KENNETH IZE
Après avoir collaboré avec la marque Karl Lagerfeld, le créateur nigérian a fait sensation lors de la dernière Fashion Week parisienne. Il nous raconte sa vision de mode, ses ambitions et ses doutes, aussi.
Vous venez de présenter votre collection automne-hiver 2022 lors de la dernière Fashion Week à Paris, comment avez-vous abordé ce défilé?
Je n’étais pas sûr de produire cette collection. Ces derniers temps ont été difficiles, très – peut-être trop – défiants. J’ai le sentiment que tout mon pays, le Nigeria, me regarde et cette responsabilité me submerge parfois. Je ne m’étais pas arrêté depuis mes études à l’Université des arts appliqués de Vienne, donc j’ai pris un peu de recul pour me questionner sur les raisons qui me poussent à faire ce que je fais aujourd’hui. Cette façon de se remettre en question, je l’ai apprise de mes années passées en Autriche. C’est ainsi qu’est né le thème de cette collection plus personnelle baptisée «Dear Fashion», une lettre d’amour à la mode pour la remercier de ce que je suis devenu.
Comment débute votre processus de création?
Étudiant, j’aimais faire du shopping pour dénicher des pièces à partir desquelles expérimenter des choses, couper les bras, jouer avec une manche, rallonger une veste… Je ne vois pas les vêtements comme genrés. En tant que queer, j’expérimente tout ce qui me plaît. J’ai gardé cette habitude. Pour cette dernière collection, par exemple, j’ai passé du temps aux États-Unis avec mon ami, le styliste Ib Kamara, afin de trouver des habits qui nous semblaient intéressants. Ils servent ensuite de base car, au fond, je finis toujours par dessiner ce que j’aimerais porter.
Les textiles paraissent être le point de départ de vos vêtements, comment les choisissez-vous?
Petit, je me souviens de la garde-robe de ma mère en «aso oke», un tissu traditionnel avec des couleurs incroyables, gris, vert, rose… J’aimais me cacher dans sa chambre pour la porter et jouer à Oprah Winfrey, Mary J. Blige, Beyoncé… Ces jeux ont développé mon sens de la mode et j’ai tout naturellement utilisé ce tissu traditionnel pour mes premières collections. C’est à toute cette période-là, aussi, que je rends hommage dans ma collection «Dear Fashion». La mode n’est pas seulement un vêtement, c’est un outil puissant.
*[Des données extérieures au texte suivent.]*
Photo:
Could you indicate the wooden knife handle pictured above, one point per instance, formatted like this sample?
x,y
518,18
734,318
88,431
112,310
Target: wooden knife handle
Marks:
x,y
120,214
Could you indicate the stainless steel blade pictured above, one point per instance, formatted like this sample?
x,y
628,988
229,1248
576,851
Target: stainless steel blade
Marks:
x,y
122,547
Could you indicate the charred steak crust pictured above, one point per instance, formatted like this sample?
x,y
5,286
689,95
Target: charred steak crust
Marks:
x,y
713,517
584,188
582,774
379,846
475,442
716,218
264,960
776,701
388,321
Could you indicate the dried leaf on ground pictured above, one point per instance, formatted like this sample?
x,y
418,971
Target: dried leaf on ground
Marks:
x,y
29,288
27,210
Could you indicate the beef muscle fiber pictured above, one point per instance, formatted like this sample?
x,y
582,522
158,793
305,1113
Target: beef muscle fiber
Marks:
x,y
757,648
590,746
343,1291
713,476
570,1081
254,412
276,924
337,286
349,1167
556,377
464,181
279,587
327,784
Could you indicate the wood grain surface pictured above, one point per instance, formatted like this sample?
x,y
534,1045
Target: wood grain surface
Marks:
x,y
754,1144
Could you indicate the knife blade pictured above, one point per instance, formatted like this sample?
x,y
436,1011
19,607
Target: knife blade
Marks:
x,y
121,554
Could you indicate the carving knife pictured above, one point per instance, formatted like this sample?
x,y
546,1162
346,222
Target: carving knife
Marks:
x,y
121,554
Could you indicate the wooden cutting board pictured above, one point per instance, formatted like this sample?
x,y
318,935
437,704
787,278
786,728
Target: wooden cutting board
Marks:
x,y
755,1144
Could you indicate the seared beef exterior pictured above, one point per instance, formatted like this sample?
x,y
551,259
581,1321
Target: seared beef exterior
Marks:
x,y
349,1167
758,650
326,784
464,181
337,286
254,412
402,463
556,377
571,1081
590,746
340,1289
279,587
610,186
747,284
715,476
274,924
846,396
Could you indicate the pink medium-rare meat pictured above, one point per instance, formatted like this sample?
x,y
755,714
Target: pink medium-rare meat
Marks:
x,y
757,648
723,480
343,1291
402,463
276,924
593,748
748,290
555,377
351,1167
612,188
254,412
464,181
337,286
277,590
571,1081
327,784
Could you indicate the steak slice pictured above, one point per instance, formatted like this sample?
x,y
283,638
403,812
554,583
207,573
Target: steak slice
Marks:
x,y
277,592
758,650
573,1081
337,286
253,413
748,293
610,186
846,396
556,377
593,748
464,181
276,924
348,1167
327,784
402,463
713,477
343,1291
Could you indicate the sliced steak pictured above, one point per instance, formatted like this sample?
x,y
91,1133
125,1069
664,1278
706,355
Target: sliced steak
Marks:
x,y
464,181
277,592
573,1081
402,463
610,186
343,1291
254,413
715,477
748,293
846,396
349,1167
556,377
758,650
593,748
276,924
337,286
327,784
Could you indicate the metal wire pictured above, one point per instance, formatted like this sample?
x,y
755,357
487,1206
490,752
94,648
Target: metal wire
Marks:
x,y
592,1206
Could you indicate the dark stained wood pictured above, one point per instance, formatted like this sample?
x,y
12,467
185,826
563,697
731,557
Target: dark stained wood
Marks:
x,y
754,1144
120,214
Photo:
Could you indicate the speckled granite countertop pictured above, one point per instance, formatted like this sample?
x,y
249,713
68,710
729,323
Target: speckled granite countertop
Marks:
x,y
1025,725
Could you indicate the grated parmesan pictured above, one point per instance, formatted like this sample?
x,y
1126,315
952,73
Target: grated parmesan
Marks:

Quel rôle a l’impact médiatique pour un jeune créateur? Sans Instagram, je n’aurais jamais eu le privilège de montrer mon travail. Quand on vient d’un pays invisible dans la mode, il n’y a pas beaucoup d’autres possibilités. Je ne cherche pas à mener une révolution mais une évolution pour faire connaître cette culture et ses origines. Ce travail de «visibilisation» a été facilité par Naomi Campbell, qui me suit depuis les débuts et m’a appris à croire en ma marque. Elle est ma lumière. Lorsqu’elle m’a proposé de défiler pour ma première collection présentée à Paris, je n’en revenais pas, c’était un rêve.
En tant que designer africain, avez-vous le sentiment d’avoir une mission à mener?
Mes textiles sont confectionnés au Nigeria avec les métiers à tisser traditionnels, mais j’essaie d’en proposer des esthétiques différentes. Je les fais ensuite assembler en Italie, car l’artisanat du tailleur, qui se perd là-bas aussi, est le meilleur. Créer mon usine au pays pourrait mettre les travailleurs dans de mauvaises conditions sanitaires avec les coupures de courant et les générateurs qui consomment du pétrole. Je ne veux pas de cet environnement. La mode doit jouer en Afrique un rôle très important, au niveau économique notamment. Nous bénéficions enfin d’une exposition médiatique qu’il n’y a jamais eue auparavant. Au Nigeria, dans le village où je travaille, tout le monde sait tisser. Nous possédons les savoirfaire pour proposer une nouvelle façon de créer de la mode.